Transformatie en internationale samenwerking

De Secretaris-Generaal van de Navo heeft in zijn toespraak tijdens de Sicherheitskonferenz in München begin februari jl., de nadruk gelegd op de noodzaak om zo effectief mogelijk met beschikbare middelen om te gaan. In tijden dat defensiebudgetten in bijna alle landen onder druk staan zal ook de Navo effectief met de beschikbare gelden om moeten gaan. Volgens de Secretaris-Generaal moeten landen waar mogelijk de krachten bundelen in multinationale initiatieven (door middel van pooling en sharing), moeten ze een strikte prioriteitenstelling hanteren, en moeten ze beter coördineren met andere partners, in het bijzonder de EU. De ministers zullen tijdens hun ontmoeting over dit thema, door de Secretaris-Generaal smart defence genoemd, van gedachten wisselen. Ik heb inmiddels contact gezocht met enkele landen om mogelijkheden te onderzoeken voor uitgebreide bilaterale samenwerking en zal mij ook in deze discussie constructief opstellen.

ISAF

Tijdens het de tweede dag van de bijeenkomst op 11 maart komen alle zevenenveertig aan ISAF deelnemende landen bijeen.

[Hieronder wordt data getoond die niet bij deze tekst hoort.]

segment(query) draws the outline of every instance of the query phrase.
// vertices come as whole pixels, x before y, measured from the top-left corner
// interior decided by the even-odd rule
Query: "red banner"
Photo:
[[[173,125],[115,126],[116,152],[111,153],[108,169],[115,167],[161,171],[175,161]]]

In 2010 heeft President Karzai op de Kaboelconferentie aangekondigd dat de Afghanen in 2014 zelf de verantwoordelijkheid willen dragen voor de veiligheid in hun land. Op de NAVO-top in Lissabon in november 2010 zijn daarop afspraken gemaakt met de Afghaanse autoriteiten over de start van het transitieproces. In de komende periode zal ISAF, in nauw overleg met de Afghaanse autoriteiten, de verantwoordelijkheden voor de veiligheid in een district of provincie geleidelijk overdragen aan het Afghaanse leger en politie.

Alle inspanning is erop gericht om de transitiefase in 2014 af te ronden. Hierbij is het van belang dat het transitieproces zorgvuldig geïmplementeerd wordt; alleen provincies of districten die voldoen aan de transitievoorwaarden worden overgedragen. Besluiten over transitie moeten onomkeerbaar zijn. Maar transitie gaat niet alleen over veiligheid. Bij het besluit of een provincie of district in aanmerking komt voor de overdracht van verantwoordelijkheden wordt ook de kwaliteit van het lokaal bestuur en de sociaal economische ontwikkeling meegewogen.

De start van het transitieproces leidt tot een nieuwe fase van de internationale betrokkenheid bij Afghanistan, waarbij de nadruk ligt op de opleiding en begeleiding van het Afghaanse leger en de politie. De geïntegreerde politietrainingsmissie levert hieraan een belangrijke bijdrage. De Nederlandse blik is echter breder dan de veiligheidssituatie alleen. Nederland investeert daarom niet alleen in de training van de civiele politie, maar ook in een betere justitiële sector in Kunduz.